En ce moment En ce moment

Les bonnes pratiques pour adopter le changement

Publié par le | Mis à jour le
Les bonnes pratiques pour adopter le changement

Dans un monde en perpétuelle évolution, savoir conduire le changement devient plus que jamais nécessaire. Comment susciter l'adhésion et entraîner toutes ses équipes ? Voici quelques clés issues du célèbre livre Alerte sur la banquise dont une nouvelle édition est désormais dsponible.

  • Imprimer

En quoi une fable animalière peut-elle aider à la conduite du changement ? Si le genre détonne dans les rayons d'ouvrages de management, John Kotter et Holger Rathgeber ont pourtant réussi à livrer un guide à la fois léger et consistant à destination des managers, en leur racontant une histoire de pingouins confrontés à la fonte de la banquise. Comme une entreprise, la colonie de pingouins devra prendre conscience de la nécessité de changer son organisation, réunir une équipe et mener les différentes transformations à bien.

Prouver que le changement est nécessaire

Si on pousse les gens au changement, simplement "parce qu'il faut changer", il y a fort à parier que de fortes résistances opèrent. Pour embarquer ses équipes, il faut être capable de leur démontrer que le changement est indispensable à la survie de l'entreprise.

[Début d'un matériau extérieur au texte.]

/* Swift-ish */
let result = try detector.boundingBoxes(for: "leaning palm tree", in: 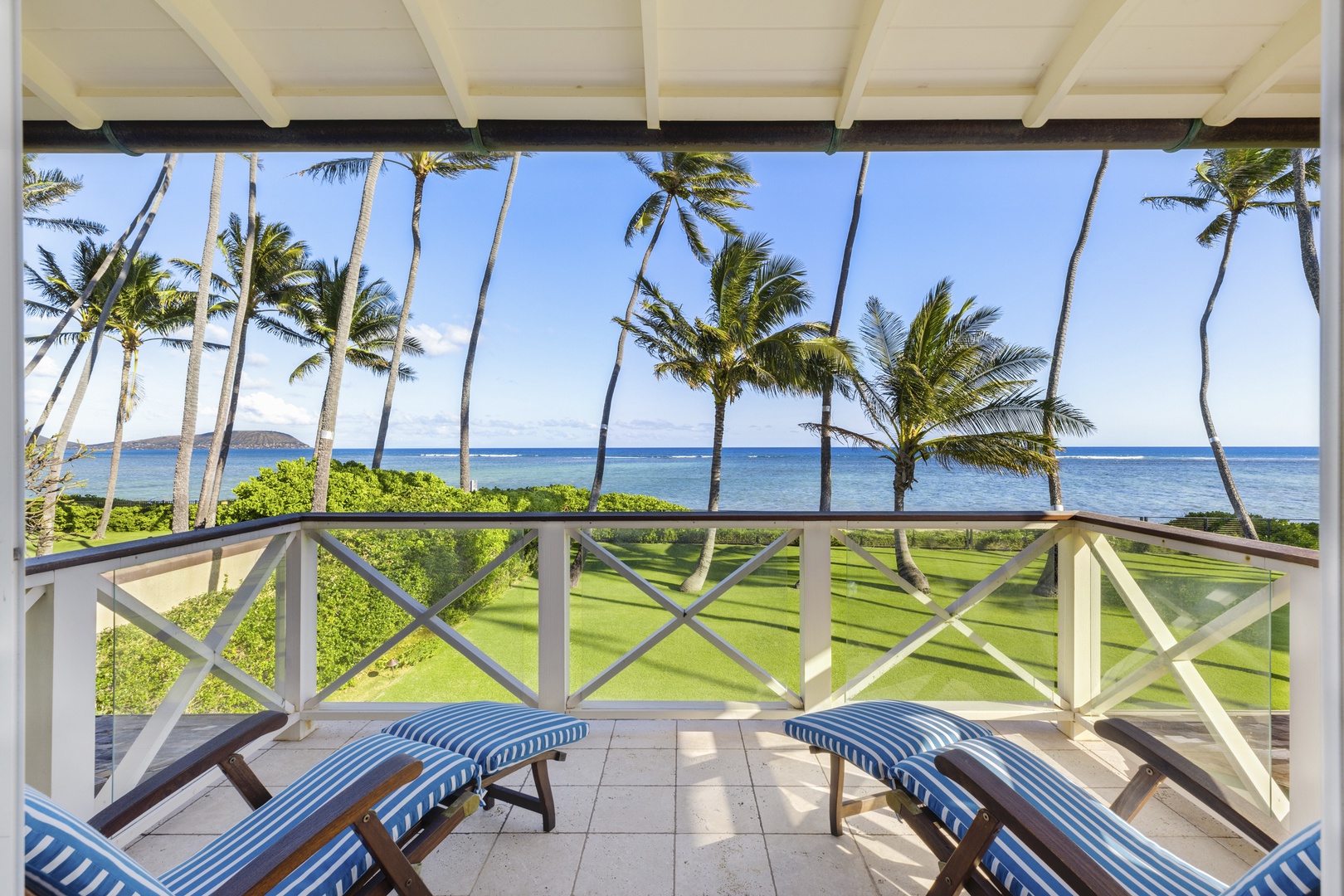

Cependant, une démonstration extrêmement bien étayée mais indigeste sera contre-productive : que ce soit sur le terrain ou dans le comité de direction, des statistiques en surnombre peuvent susciter l'ennui, ou une incompréhension que peu oseront avouer, tout comme des discussions interminables sur la validité des chiffres.
C'est pourquoi le protagoniste du livre prend l'initiative de construire une maquette, pour pouvoir expliquer de façon très visuelle le problème auquel est confrontée sa colonie.
Et s'il faut commencer par convaincre l'équipe dirigeante de cette nécessité, c'est absolument toute l'entreprise qui doit être mise au courant rapidement des difficultés qu'affronte l'entreprise, et des solutions qui doivent être prises pour y remédier.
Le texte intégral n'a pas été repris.